The final speech at today’s London Book Fair Digital Minds Conference came from Don Katz, founder and CEO of Audible, which nowadays is an Amazon subsidiary. His topic: ‘The future of content business models’.

Its customers pay a mixture of monthly subscriptions and a la carte purchases for audio-books, getting an average of 15 books a year from the company. The company’s technology investment has been long-term: it had a digital audio player four and a half years before Apple made its first iPod, according to Katz.

“46% of the members had never bought an audio-book before, which implies more growth to come,” he added, saying that Audible’s membership is growing by 40% year-on-year.

The company invests heavily in technology and in customer care – Katz said the latter is crucial for any startup – as well as in marketing to consumers. “72% of our rights are globally cleared,” he noted. “That’s a really great thing to have.”

Audible has succeeded in part because of its relationship to how people look at time,” he continued, noting that hundreds of millions of people spend hundreds of millions of hours a week driving to work alone – Audible’s core target audience.

“If you ask people if they would be happier, more successful in their economic lives, more interesting at the dinner table if they read more books, they tend to say yes. It’s just there’s only so much time.”

So, to the challenges. The main one is “there is simply not enough audio, there is not enough audio-books, even though it’s clear to us that every good book… should be in audio”. 80-90% of frontlist books don’t go to audio, according to Katz. “If a member runs out of sci-fi, we lose a member, so it’s a bad thing,” he said, pointing out that Audible’s customers “go deep” into publishers’ catalogues, given the chance.

Hence Audible’s move into audio-book production – it’s now one of the biggest producers of this content – but he said it’s still been frustrating trying to up the number and quality of audio-books – especially when the rights exist but are lying dormant.

When a right is created, it’s supposed to be exploited,” he said. “One of my recommendations is to step that up.”

Audible has just announced a $20m Audible Author Services fund which will pay authors who sign up $1 for each download, which Katz said hopes will get the company engaged with authors. “It’s nothing to do with the royalty stream: it’s over and above”.

Why do something like this? First: “It’s just the right thing to do.” Second: “Authors clearly can help themselves in ways you never could before because of the digital era.” Katz talked about authors building mailing lists and Twitter followings.

“The idea of this self-reliant author who really gets what can be done is incredibly compelling,” he said. “I think it’s kinda over to sit above the marketplace and not row with the others trying to sell books… It’s part of the new thing.
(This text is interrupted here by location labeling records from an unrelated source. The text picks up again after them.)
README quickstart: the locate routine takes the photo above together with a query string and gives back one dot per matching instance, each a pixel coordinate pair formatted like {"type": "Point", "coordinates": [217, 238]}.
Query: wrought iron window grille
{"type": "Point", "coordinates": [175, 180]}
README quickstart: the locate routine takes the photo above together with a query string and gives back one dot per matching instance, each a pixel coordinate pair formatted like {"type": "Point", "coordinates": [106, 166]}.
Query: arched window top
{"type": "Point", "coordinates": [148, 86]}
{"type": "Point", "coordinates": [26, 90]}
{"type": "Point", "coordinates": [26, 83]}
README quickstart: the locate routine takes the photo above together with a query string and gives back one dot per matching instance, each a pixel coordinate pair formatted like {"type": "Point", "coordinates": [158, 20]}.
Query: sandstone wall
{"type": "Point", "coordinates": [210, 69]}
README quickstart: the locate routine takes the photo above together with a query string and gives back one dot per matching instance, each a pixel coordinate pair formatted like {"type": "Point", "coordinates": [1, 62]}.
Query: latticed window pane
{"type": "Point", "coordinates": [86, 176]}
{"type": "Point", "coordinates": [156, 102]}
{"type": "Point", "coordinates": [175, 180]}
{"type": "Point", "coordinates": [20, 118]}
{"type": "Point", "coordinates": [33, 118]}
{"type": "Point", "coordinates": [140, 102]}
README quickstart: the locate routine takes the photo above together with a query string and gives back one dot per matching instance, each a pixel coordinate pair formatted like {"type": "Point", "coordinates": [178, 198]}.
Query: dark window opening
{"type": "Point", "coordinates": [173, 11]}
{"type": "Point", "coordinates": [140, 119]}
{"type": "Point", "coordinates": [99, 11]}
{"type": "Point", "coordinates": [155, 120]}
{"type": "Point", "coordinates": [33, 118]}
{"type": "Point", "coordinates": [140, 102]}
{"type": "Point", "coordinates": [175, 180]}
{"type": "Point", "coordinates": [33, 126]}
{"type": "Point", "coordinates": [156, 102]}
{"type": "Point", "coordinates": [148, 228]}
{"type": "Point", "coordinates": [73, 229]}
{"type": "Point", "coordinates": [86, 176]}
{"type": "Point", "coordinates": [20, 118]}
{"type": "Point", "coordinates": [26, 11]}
Whether or not the publisher and the agent step up too is clearly another question, here’s another way the author can make a difference.” And Audible wants to reward them for this.

Katz said he hopes the new fund will also wake up publishers and agents who aren’t investing in turning books into audio-books.

“Everything in publishing is controversial, and I expect this to be too,” he admitted, before adding that “technology changes everything” – and has done through time, for example the effect that moveable type had on culture, turning books into a business.

Usually invention is outside the standing content community of the moment, and usually resisted… and then eventually accepted,” he said. An example: the efforts the movie industry put into trying to squash video recorders and paid cable TV between 1970 and 1973 – with both later becoming cash cows for the industry.

Katz also talked about digital piracy, which has just as disruptive an effect, but had a silver lining for his company when it took hold in the music industry. “Piracy actually helped Audible, because it taught people how to download,” noted Katz.

“Business models can really, really change. When we came to England in 2004, 2005, we were told we’d have to make it an entirely a la carte business… because Brits would not do subscriptions.” Whereas now the UK is at the forefront of subscription models in various entertainment markets.

He finished with a piece of advice for publishers looking to negotiate the shifting digital markets. “If I was in traditional publishing, I’d step up the editorial services big-time… I’d exploit every right we had all over the world, and do away with territorial rights altogether, because they just don’t work.”